Re: Add LZ4 compression in pg_dump

From: gkokolatos(at)pm(dot)me
To: Justin Pryzby <pryzby(at)telsasoft(dot)com>
Cc: Tomas Vondra <tomas(dot)vondra(at)enterprisedb(dot)com>, Michael Paquier <michael(at)paquier(dot)xyz>, pgsql-hackers(at)lists(dot)postgresql(dot)org, Rachel Heaton <rachelmheaton(at)gmail(dot)com>
Subject: Re: Add LZ4 compression in pg_dump
Date: 2023-01-25 15:37:12
Message-ID: -myGeDiZ-ePDRyi18026Iu2HTTfmwfjWaJn4OWJ2F3oglZUfJTOQ7FARPW7gYxE4vK3b0HpwYoiHR45nfOWReRvvJZfCBfJzPP5iJyn4muk=@pm.me
Views: Raw Message | Whole Thread | Download mbox | Resend email
Thread:
Lists: pgsql-hackers

------- Original Message -------
On Wednesday, January 25th, 2023 at 2:42 AM, Justin Pryzby <pryzby(at)telsasoft(dot)com> wrote:

>
>
> On Tue, Jan 24, 2023 at 03:56:20PM +0000, gkokolatos(at)pm(dot)me wrote:
>
> > On Monday, January 23rd, 2023 at 7:00 PM, Justin Pryzby pryzby(at)telsasoft(dot)com wrote:
> >
> > > On Mon, Jan 23, 2023 at 05:31:55PM +0000, gkokolatos(at)pm(dot)me wrote:
> > >
> > > > Please find attached v23 which reintroduces the split.
> > > >
> > > > 0001 is reworked to have a reduced footprint than before. Also in an attempt
> > > > to facilitate the readability, 0002 splits the API's and the uncompressed
> > > > implementation in separate files.
> > >
> > > Thanks for updating the patch. Could you address the review comments I
> > > sent here ?
> > > https://www.postgresql.org/message-id/20230108194524.GA27637%40telsasoft.com
> >
> > Please find v24 attached.
>
>
> Thanks for updating the patch.
>
> In 001, RestoreArchive() does:
>
> > -#ifndef HAVE_LIBZ
> > - if (AH->compression_spec.algorithm == PG_COMPRESSION_GZIP &&
> > - AH->PrintTocDataPtr != NULL)
> > + supports_compression = false;
> > + if (AH->compression_spec.algorithm == PG_COMPRESSION_NONE ||
> > + AH->compression_spec.algorithm == PG_COMPRESSION_GZIP)
> > + supports_compression = true;
> > +
> > + if (AH->PrintTocDataPtr != NULL)
> > {
> > for (te = AH->toc->next; te != AH->toc; te = te->next)
> > {
> > if (te->hadDumper && (te->reqs & REQ_DATA) != 0)
> > - pg_fatal("cannot restore from compressed archive (compression not supported in this installation)");
> > + {
> > +#ifndef HAVE_LIBZ
> > + if (AH->compression_spec.algorithm == PG_COMPRESSION_GZIP)
> > + supports_compression = false;
> > +#endif
> > + if (supports_compression == false)
> > + pg_fatal("cannot restore from compressed archive (compression not supported in this installation)");
> > + }
> > }
> > }
> > -#endif
>
>
> This first checks if the algorithm is implemented, and then checks if
> the algorithm is supported by the current build - that confused me for a
> bit. It seems unnecessary to check for unimplemented algorithms before
> looping. That also requires referencing both GZIP and LZ4 in two
> places.

I am not certain that it is unnecessary, at least not in the way that is
described. The idea is that new compression methods can be added, without
changing the archive's version number. It is very possible that it is
requested to restore an archive compressed with a method not implemented
in the current binary. The first check takes care of that and sets
supports_compression only for the supported versions. It is possible to
enter the loop with supports_compression already set to false, for example
because the archive was compressed with ZSTD, triggering the fatal error.

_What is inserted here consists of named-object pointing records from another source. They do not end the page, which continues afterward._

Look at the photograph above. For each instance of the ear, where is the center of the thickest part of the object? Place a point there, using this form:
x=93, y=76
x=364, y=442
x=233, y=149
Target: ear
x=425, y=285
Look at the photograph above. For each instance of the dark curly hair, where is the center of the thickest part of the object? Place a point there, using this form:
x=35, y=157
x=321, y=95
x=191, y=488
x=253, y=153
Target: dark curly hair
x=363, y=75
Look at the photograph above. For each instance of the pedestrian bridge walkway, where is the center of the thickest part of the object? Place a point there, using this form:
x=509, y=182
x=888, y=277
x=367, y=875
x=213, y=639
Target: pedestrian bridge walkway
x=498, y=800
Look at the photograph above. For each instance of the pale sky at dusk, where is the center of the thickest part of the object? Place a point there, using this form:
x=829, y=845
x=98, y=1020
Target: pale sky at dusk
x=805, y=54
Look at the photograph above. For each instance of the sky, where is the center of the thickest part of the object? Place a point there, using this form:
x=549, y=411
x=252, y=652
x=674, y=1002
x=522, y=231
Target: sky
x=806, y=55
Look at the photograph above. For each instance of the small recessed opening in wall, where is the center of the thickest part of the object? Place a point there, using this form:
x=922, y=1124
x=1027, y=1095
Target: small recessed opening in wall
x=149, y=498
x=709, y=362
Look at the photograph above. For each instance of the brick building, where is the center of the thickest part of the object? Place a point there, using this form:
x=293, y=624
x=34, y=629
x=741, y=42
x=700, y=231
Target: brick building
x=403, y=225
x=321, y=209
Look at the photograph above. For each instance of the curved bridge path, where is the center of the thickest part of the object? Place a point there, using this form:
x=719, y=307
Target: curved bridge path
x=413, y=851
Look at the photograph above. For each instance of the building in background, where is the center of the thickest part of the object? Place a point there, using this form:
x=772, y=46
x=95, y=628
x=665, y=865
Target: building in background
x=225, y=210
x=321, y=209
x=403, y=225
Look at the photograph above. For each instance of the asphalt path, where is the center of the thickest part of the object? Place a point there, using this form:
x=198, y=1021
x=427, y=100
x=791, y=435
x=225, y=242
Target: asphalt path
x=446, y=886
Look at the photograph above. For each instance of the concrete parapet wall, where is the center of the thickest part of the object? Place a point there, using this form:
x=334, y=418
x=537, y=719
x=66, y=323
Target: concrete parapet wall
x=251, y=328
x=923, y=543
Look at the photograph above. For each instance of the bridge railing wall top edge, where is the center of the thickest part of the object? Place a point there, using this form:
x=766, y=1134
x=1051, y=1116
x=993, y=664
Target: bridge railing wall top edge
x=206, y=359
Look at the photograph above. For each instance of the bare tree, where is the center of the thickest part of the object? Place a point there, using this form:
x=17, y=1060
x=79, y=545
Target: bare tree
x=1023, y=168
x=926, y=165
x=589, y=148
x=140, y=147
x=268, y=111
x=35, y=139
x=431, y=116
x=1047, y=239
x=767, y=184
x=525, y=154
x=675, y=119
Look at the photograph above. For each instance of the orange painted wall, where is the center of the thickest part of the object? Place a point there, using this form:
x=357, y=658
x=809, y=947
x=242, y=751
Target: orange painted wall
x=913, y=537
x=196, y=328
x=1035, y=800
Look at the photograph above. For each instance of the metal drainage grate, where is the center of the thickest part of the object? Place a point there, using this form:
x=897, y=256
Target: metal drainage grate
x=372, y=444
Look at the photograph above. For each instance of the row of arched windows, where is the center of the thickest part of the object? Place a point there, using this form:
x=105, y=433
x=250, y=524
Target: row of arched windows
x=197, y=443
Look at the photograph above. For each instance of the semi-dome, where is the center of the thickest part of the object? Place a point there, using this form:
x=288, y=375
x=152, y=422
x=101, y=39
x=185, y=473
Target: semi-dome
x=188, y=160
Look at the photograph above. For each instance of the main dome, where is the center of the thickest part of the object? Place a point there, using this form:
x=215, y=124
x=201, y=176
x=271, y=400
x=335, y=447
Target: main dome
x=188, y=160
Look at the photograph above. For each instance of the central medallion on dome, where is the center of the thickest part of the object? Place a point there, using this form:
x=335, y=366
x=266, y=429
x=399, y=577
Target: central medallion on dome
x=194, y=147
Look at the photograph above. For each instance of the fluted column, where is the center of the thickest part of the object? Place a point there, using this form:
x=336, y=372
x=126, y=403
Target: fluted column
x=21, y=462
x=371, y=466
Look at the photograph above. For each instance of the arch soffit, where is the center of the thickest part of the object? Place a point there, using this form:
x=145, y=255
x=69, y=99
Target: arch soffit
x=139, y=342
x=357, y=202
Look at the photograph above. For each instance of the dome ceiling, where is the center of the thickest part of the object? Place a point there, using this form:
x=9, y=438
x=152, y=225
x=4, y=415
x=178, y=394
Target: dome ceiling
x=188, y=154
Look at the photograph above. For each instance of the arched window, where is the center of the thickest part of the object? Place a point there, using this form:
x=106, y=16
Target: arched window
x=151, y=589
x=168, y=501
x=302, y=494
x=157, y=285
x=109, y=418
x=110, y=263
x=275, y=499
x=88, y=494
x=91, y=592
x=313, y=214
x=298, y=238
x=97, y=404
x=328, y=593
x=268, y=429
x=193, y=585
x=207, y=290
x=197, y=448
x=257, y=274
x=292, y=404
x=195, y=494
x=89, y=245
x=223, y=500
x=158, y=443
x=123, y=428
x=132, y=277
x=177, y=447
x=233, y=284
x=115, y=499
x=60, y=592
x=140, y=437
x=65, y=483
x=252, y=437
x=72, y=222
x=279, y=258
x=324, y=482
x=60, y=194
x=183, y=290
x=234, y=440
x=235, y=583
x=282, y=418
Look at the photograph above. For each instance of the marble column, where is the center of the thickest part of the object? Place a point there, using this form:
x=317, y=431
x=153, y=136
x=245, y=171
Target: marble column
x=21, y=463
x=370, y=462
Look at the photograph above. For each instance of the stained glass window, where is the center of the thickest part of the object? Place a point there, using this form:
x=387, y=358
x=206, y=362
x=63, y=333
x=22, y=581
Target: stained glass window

Of course, one can throw the error before entering the loop, yet I think
that it does not help the readability of the code. IMHO it is easier to
follow if the error is thrown once during that check.

>
> I think it could be written to avoid the need to change for added
> compression algorithms:
>
> + if (te->hadDumper && (te->reqs & REQ_DATA) != 0)
>
> + {
> + /* Check if the compression algorithm is supported */
> + pg_compress_specification spec;
> + parse_compress_specification(AH->compression_spec.algorithm, NULL, &spec);
>
> + if (spec->parse_error != NULL)
>
> + pg_fatal(spec->parse_error);
>
> + }

I am not certain how that would work in the example with ZSTD above.
If I am not wrong, parse_compress_specification() will not throw an error
if the codebase supports ZSTD, yet this specific pg_dump binary will not
support it because ZSTD is not implemented. parse_compress_specification()
is not aware of that and should not be aware of it, should it?

>
> Or maybe add a new function to compression.c to indicate whether a given
> algorithm is supported.

I am not certain how this would help, as compression.c is supposed to be
used by multiple binaries while this is a pg_dump specific detail.

> That would also indicate which compression library isn't supported.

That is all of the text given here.